You can use the mailq command sendmail -bp command to display a summary of the mail messages queued for future delivery. Type the following command:
# mailq
via Sendmail: Clear / Delete / Flush Mail Queue.
A service in a local server started to send email through my main server back to the originating server causing many errors in /var/log/maillog of my main server. Each attempt added a message to its message queue that was blocked due to a problem with sendmail on the originating server. The email being sent was sent automatically by a VOIP service I was testing on that originating server (not good).
You can cd to /var/spool/mqueue and delete all files if you want to get rid of all messages in the queue:
# cd /var/spool/mqueue/
# ls
# rm *
The above sequence cleared the queue so sendmail stopped trying to send those messages to a broken server at the destination.

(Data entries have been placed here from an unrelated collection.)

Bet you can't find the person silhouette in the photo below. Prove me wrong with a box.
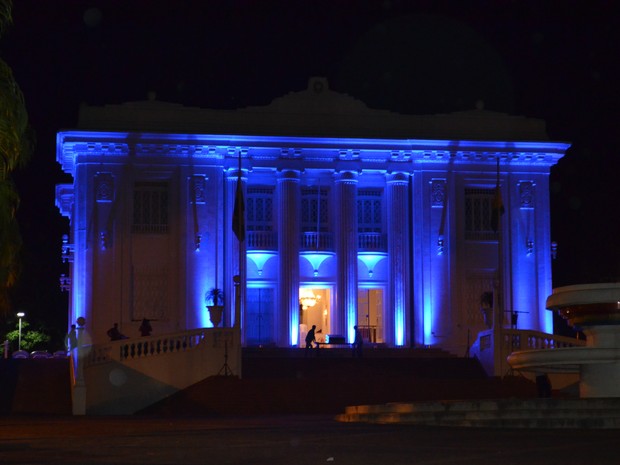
[65,325,77,352]
[305,325,316,357]
[353,325,364,357]
[138,318,153,337]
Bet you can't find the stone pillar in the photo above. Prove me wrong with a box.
[385,173,410,346]
[332,171,357,342]
[274,170,301,346]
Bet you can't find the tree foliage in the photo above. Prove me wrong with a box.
[6,321,51,352]
[0,0,34,314]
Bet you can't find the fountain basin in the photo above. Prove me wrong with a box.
[508,283,620,398]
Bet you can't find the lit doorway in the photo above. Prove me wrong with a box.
[357,288,383,343]
[299,287,330,347]
[244,287,275,347]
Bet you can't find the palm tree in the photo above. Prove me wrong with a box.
[0,0,33,313]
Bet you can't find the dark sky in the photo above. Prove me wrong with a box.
[0,0,620,334]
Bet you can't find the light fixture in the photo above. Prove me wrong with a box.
[17,312,26,350]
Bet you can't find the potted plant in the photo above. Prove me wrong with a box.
[205,287,224,328]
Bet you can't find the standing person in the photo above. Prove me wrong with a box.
[305,325,316,357]
[353,325,364,357]
[138,318,153,337]
[65,325,77,352]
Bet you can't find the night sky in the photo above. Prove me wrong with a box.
[0,0,620,340]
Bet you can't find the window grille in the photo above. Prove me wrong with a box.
[132,182,168,234]
[357,189,383,233]
[301,188,329,232]
[246,187,273,231]
[465,188,497,241]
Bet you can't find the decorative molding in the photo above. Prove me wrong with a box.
[188,174,206,205]
[95,173,114,202]
[56,184,75,219]
[519,181,536,209]
[430,179,446,207]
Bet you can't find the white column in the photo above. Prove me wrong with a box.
[274,170,301,346]
[332,171,357,342]
[385,173,410,346]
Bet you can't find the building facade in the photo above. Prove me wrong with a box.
[56,78,569,354]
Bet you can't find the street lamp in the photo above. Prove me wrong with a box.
[17,312,26,350]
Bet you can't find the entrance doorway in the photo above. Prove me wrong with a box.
[299,287,331,347]
[357,288,383,343]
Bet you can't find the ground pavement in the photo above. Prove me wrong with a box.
[0,415,620,465]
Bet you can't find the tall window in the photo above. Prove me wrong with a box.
[301,187,329,232]
[357,189,382,233]
[246,187,273,231]
[132,182,168,234]
[465,188,497,241]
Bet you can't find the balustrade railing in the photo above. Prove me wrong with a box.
[86,329,207,366]
[301,232,334,250]
[246,231,278,250]
[357,232,387,252]
[502,329,586,353]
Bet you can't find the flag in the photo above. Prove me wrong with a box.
[491,158,505,232]
[232,176,245,242]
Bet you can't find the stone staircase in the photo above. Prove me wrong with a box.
[336,398,620,429]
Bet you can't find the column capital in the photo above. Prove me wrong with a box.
[334,171,359,183]
[385,171,409,184]
[278,169,301,181]
[226,168,249,181]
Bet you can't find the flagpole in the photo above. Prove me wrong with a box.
[493,157,504,376]
[232,151,245,329]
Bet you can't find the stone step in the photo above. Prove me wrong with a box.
[336,398,620,429]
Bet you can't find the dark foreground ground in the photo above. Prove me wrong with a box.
[0,415,620,465]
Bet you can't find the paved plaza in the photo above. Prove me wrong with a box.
[0,415,620,465]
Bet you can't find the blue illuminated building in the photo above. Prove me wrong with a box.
[56,78,569,354]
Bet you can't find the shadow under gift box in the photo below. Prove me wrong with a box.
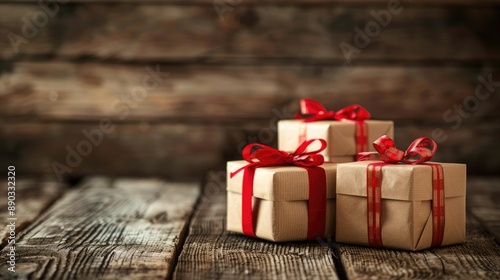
[278,120,394,162]
[336,161,466,251]
[227,160,337,242]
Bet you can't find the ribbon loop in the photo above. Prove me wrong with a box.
[295,98,370,122]
[231,139,326,177]
[357,135,437,164]
[230,139,326,240]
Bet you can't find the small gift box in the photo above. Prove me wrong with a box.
[227,140,337,242]
[278,99,394,162]
[336,136,466,251]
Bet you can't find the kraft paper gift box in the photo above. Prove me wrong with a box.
[227,160,337,242]
[278,120,394,162]
[336,161,466,251]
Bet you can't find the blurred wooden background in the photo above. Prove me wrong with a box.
[0,0,500,180]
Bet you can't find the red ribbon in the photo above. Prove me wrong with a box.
[358,135,445,247]
[230,139,326,240]
[295,98,370,153]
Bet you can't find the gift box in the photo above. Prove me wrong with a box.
[227,161,337,242]
[278,120,394,162]
[336,135,466,251]
[278,99,394,162]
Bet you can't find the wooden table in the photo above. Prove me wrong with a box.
[0,174,500,280]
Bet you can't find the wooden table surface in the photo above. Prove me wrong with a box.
[0,174,500,280]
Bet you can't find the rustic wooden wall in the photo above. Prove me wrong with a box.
[0,0,500,180]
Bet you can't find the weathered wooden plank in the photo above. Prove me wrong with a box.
[0,179,66,247]
[174,171,337,279]
[0,122,226,180]
[0,5,500,63]
[0,120,500,180]
[225,122,500,176]
[0,178,199,279]
[337,178,500,279]
[338,216,500,279]
[0,62,500,122]
[467,179,500,244]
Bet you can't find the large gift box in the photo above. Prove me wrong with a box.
[336,136,466,251]
[227,139,337,242]
[278,99,394,162]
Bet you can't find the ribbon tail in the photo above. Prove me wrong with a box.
[241,166,255,237]
[306,167,326,240]
[429,164,445,247]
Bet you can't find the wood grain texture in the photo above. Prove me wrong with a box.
[0,178,199,279]
[337,215,500,279]
[0,120,500,181]
[0,62,500,122]
[0,179,67,247]
[0,3,500,63]
[226,122,500,176]
[174,171,337,279]
[0,122,227,181]
[337,177,500,279]
[467,177,500,244]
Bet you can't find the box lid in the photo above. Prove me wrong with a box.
[337,161,466,201]
[227,160,337,201]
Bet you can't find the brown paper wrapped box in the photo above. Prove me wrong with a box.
[336,161,466,251]
[227,160,337,242]
[278,120,394,162]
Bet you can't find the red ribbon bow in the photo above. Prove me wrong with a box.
[358,135,437,164]
[295,98,370,153]
[230,139,326,239]
[231,139,326,175]
[358,135,445,247]
[295,98,370,122]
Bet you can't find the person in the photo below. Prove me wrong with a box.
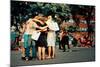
[47,16,56,59]
[58,30,63,49]
[19,22,25,60]
[10,26,17,50]
[61,30,70,52]
[33,18,47,60]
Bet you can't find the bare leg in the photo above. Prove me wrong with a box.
[42,47,45,60]
[38,47,41,60]
[47,46,51,59]
[52,46,55,58]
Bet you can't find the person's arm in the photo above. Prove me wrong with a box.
[33,19,43,24]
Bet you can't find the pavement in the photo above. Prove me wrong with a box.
[11,47,95,67]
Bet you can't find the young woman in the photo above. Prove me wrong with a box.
[33,18,47,60]
[47,16,56,59]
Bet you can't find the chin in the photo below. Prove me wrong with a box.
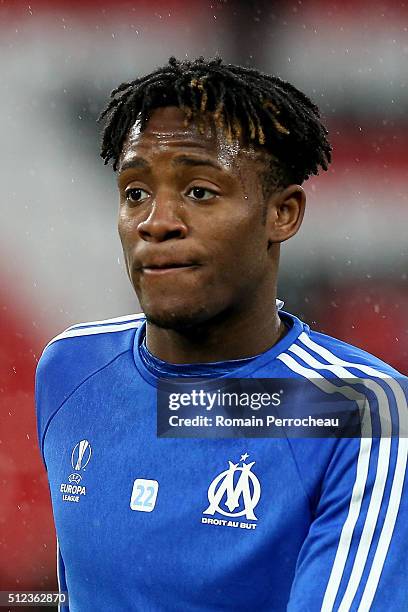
[142,306,220,332]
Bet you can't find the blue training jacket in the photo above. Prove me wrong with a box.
[36,312,408,612]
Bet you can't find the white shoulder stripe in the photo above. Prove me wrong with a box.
[290,333,408,612]
[44,319,142,350]
[290,345,392,612]
[66,312,145,331]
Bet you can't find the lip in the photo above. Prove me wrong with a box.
[141,264,199,276]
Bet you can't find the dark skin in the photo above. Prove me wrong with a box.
[118,107,306,363]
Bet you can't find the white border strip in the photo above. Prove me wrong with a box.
[44,319,141,351]
[65,312,144,331]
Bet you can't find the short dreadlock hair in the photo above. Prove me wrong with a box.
[99,56,332,192]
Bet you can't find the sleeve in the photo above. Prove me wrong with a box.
[287,397,408,612]
[57,540,69,612]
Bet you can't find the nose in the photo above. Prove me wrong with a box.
[137,194,188,242]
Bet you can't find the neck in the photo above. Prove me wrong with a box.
[146,296,286,363]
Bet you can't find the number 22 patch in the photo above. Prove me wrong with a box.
[130,478,159,512]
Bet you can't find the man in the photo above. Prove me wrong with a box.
[36,58,408,611]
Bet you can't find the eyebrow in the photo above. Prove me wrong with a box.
[119,155,222,174]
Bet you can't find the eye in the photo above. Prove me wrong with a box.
[187,187,217,200]
[125,187,150,204]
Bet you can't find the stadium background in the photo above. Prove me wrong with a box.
[0,0,408,609]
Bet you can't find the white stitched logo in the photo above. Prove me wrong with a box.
[203,453,261,521]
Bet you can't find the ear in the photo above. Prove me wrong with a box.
[266,185,306,245]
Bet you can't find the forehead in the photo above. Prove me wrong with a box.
[120,106,264,169]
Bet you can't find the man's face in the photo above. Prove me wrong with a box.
[118,107,275,329]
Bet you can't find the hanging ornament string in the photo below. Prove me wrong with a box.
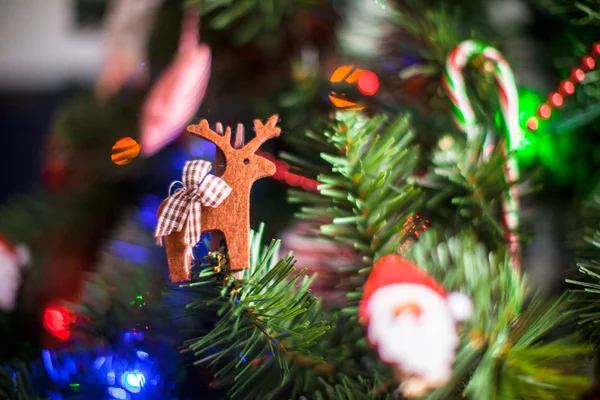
[527,42,600,132]
[442,40,522,271]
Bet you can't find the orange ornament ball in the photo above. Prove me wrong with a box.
[329,65,365,111]
[357,71,379,96]
[110,137,140,165]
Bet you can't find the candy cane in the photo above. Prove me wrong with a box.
[442,40,522,271]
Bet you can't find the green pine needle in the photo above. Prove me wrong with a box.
[176,225,330,398]
[288,112,421,302]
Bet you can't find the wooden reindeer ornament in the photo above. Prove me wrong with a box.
[155,115,281,282]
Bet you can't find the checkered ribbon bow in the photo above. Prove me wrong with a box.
[154,160,231,248]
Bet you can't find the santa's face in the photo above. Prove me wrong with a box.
[368,284,459,386]
[0,244,21,311]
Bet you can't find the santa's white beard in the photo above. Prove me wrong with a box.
[0,253,21,311]
[368,284,459,384]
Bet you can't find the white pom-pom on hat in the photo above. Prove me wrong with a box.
[447,292,473,322]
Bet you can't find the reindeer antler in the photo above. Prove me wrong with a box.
[244,114,281,153]
[187,119,231,153]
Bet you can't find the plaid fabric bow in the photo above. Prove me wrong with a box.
[154,160,231,247]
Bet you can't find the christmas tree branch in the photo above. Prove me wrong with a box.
[288,112,421,301]
[406,229,590,399]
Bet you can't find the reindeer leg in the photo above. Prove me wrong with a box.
[158,200,192,282]
[223,227,250,271]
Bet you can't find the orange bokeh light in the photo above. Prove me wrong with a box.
[110,137,140,165]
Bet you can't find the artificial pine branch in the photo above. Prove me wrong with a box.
[567,186,600,347]
[419,135,516,244]
[288,112,421,303]
[406,229,590,400]
[175,226,330,398]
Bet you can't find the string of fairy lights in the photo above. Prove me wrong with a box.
[527,42,600,132]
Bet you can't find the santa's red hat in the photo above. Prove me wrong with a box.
[358,254,472,323]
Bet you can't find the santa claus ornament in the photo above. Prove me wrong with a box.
[0,234,29,312]
[359,254,472,398]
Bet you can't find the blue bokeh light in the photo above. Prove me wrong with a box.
[123,371,146,393]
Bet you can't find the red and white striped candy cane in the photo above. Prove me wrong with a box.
[442,40,522,271]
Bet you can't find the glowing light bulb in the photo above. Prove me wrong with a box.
[527,117,540,131]
[548,92,563,107]
[571,68,585,83]
[538,104,552,119]
[581,56,596,71]
[122,371,146,393]
[43,307,71,340]
[559,81,575,96]
[592,42,600,57]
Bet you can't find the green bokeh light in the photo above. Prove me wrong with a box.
[495,88,579,184]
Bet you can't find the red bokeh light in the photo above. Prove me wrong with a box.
[548,92,563,107]
[527,117,540,131]
[538,104,552,119]
[559,81,575,96]
[592,42,600,57]
[571,68,585,83]
[357,70,379,96]
[581,56,596,71]
[43,307,72,340]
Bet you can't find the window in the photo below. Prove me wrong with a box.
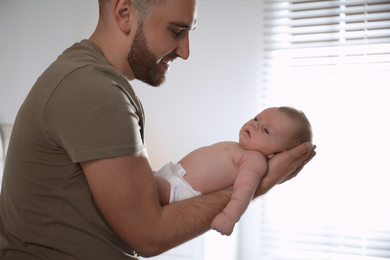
[241,0,390,260]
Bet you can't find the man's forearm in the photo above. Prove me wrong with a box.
[138,187,233,257]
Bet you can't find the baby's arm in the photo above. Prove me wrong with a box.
[154,176,171,206]
[211,152,267,235]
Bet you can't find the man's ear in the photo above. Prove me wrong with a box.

Sendmail Problem on Originating Server
Sendmail wouldn’t start. OS Fedora 19 so it’s running that new systemd for service startup. Here are pertinent error messages in /var/log/messages:
Nov 17 21:23:39 ana systemd[1]: Starting Sendmail Mail Transport Agent...
Nov 17 21:23:39 ana sendmail[1555]: -bd is not supported by sSMTP
Nov 17 21:23:39 ana systemd[1]: PID file /run/sendmail.pid not readable (yet?) after start.
Nov 17 21:23:39 ana systemd[1]: Failed to start Sendmail Mail Transport Agent.
Nov 17 21:23:39 ana systemd[1]: Dependency failed for Sendmail Mail Transport Client.
Nov 17 21:23:39 ana systemd[1]: Unit sendmail.service entered failed state.
I did a lot of googling to find someone in a similar situation to no avail. I then looked into sSMTP and why that was being called instead of good old sendmail. After
#yum erase sSMTP
thus purging that service entirely from the system, sendmail starts in this Fedora 19 VM and works (knock on wood).